La Compagnie noire
7.7
La Compagnie noire

livre de Glen Cook (1984)

On ne sait pas où on va. Donc allons-y...

Parfois, la première impression n'est pas la meilleure.
Le premier tome des Annales de la Compagnie Noire a l'étonnante saveur du bouquin chiant à lire mais pourtant bourré de bonnes idées.


Le pitch est pourtant prometteur :
Une histoire assez singulière de mercenaires au service du mal. Des situations à en horrifier les plus fervents défenseurs de la liberté. Des personnages désabusés pour qui la guerre n'est qu'une profession et le viol des civil un bonus qui vient en prime avec le salaire.
Orienter le roman vers une fiction militaire... l'idée est sublime.


La narration l'est tout autant.
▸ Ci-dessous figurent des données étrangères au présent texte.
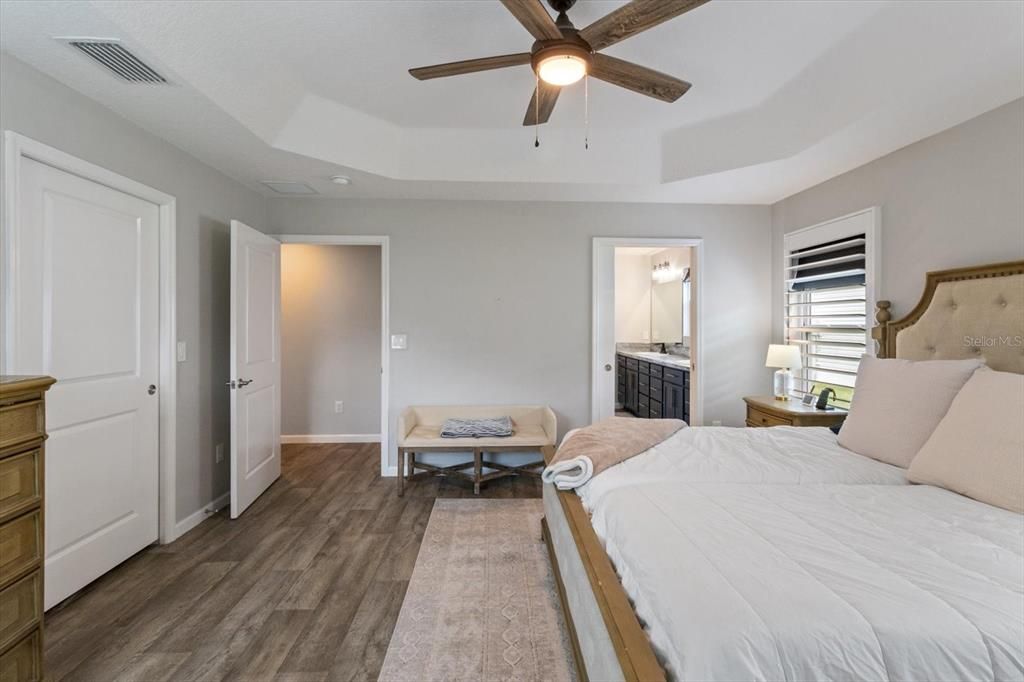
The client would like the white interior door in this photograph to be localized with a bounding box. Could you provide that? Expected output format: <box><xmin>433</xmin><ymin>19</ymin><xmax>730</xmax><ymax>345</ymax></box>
<box><xmin>7</xmin><ymin>157</ymin><xmax>160</xmax><ymax>608</ymax></box>
<box><xmin>592</xmin><ymin>241</ymin><xmax>617</xmax><ymax>422</ymax></box>
<box><xmin>230</xmin><ymin>220</ymin><xmax>281</xmax><ymax>518</ymax></box>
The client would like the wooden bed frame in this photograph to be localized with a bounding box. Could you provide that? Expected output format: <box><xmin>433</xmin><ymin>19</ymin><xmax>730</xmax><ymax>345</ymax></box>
<box><xmin>542</xmin><ymin>259</ymin><xmax>1024</xmax><ymax>681</ymax></box>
Toubib, le médecin de la compagnie de mercenaire, s'avère être un étonnant narrateur. Succin sur les événements cruciaux pour l'intrigue principale, il se penchera surtout sur la compagnie... ses soldats... leur vision du front. Exit la politique ou les héros qui dictent leurs conseils aux rois pour être aux premières loges du récit (comme Tolkien ou GRR Martin).
Glen Cook met son narrateur là où personne ne veut être : sur le front, dans la garnison qui se les gèle par temps d'hivers pendant un siège interminable, ou dans une planque miteuse, à l’affût de la première escarmouche stratégiquement potable à engager. Nous suivons les événements importants de loin par le biais d'une prose synthétique. Ce qu'un auteur classique mettrait 300 pages à raconter (histoires d'élus, de prophéties etc...), Cook le résume en un paragraphe... voir 1 ligne.
C'est très malin.
Car l'auteur sait ce que le lecteur est susceptible d'avoir déjà lu 50 fois par le passé. Donc, Glen Cook va se pencher sur autre chose : les sbires, la bleusaille, le côté technique de la tactique militaire, les préparatifs de guerre, le jeu des retraites stratégiques, les contentieux entre généraux de même allégeances, le mindgame entre les armées... et contrairement à ce qu'on pourrait craindre : c'est très peu descriptif.
Et c'est là que réside le plus grand tour de force de Gen Cook : faire confiance à l'imagination du lecteur pour visualiser, interpréter et déduire du déroulement de l'over-plotting auquel n'assistent pas les personnages principaux. Il donne aux lecteurs deux-trois éléments (sur le Dominateur, les 10 asservis, Volesprit, la Dame... qui pourraient faire l'objet de 1000 histoires passionnantes à suivre) puis laisser un flou sur ce sujet qui va durer plusieurs 100aines de pages et laisser notre jugeote de lecteurs s'imaginer la gueule d'un tel Empire géré par des types répondant à de telles nomenclatures... et c'est amplement suffisant pour être fascinant.
On tire de ça un univers finalement sans réelles limites qui s'adapte au gré de nos fantasmes... et JAMAIS Glen Cook ne vient couper court à notre imagination : il ne fait que l'alimenter avec une parcimonie dans les détails ou les révélations qui arriveront au compte goutte...
C'est frais.
Limpide.
Pas pompeux.
Glen Cook ne tombe pas dans l'emphase indigeste (oui Robin Hobb... c'est de toi que je parle).
Factuel.
A l'essentiel.
Du détail, mais sélectif.


Mais du coup... pourquoi donner 6/10 à un bouquin aussi génial ?
Parce que j'ai mis un temps fou à en comprendre le génie. Tout simplement.
J'ai lu ce 1er tome avec difficulté. Cette narration contre-intuitive m'a très souvent fait perdre patience. Cette guerre prenait des tournant relativement abscons... tout simplement parce que je n'avais plus l'habitude de devoir creuser le bouquin pour en déceler les qualités (qui ne sautent pas aux yeux, il faut le dire).
C'est au dernier chapitre, que je ne spoilerai pas, que j'ai compris la grande ingéniosité de l'auteur. C'est au dernier chapitre de ce premier tome que j'ai obtenu cette clef de voûte sur laquelle reposerait tout l'intérêt que je garderai sur cette série jusqu'à son dernier livre.
C'est au dernier chapitre que j'ai compris que mes efforts de lecture avait payé... car la suite... mes aïeux... la suite est une pure tuerie. Plus aucune lecture n'a la même saveur depuis que j'ai refermé le dernier tome de la Pierre Scintillante (dernier acte terminée de la série).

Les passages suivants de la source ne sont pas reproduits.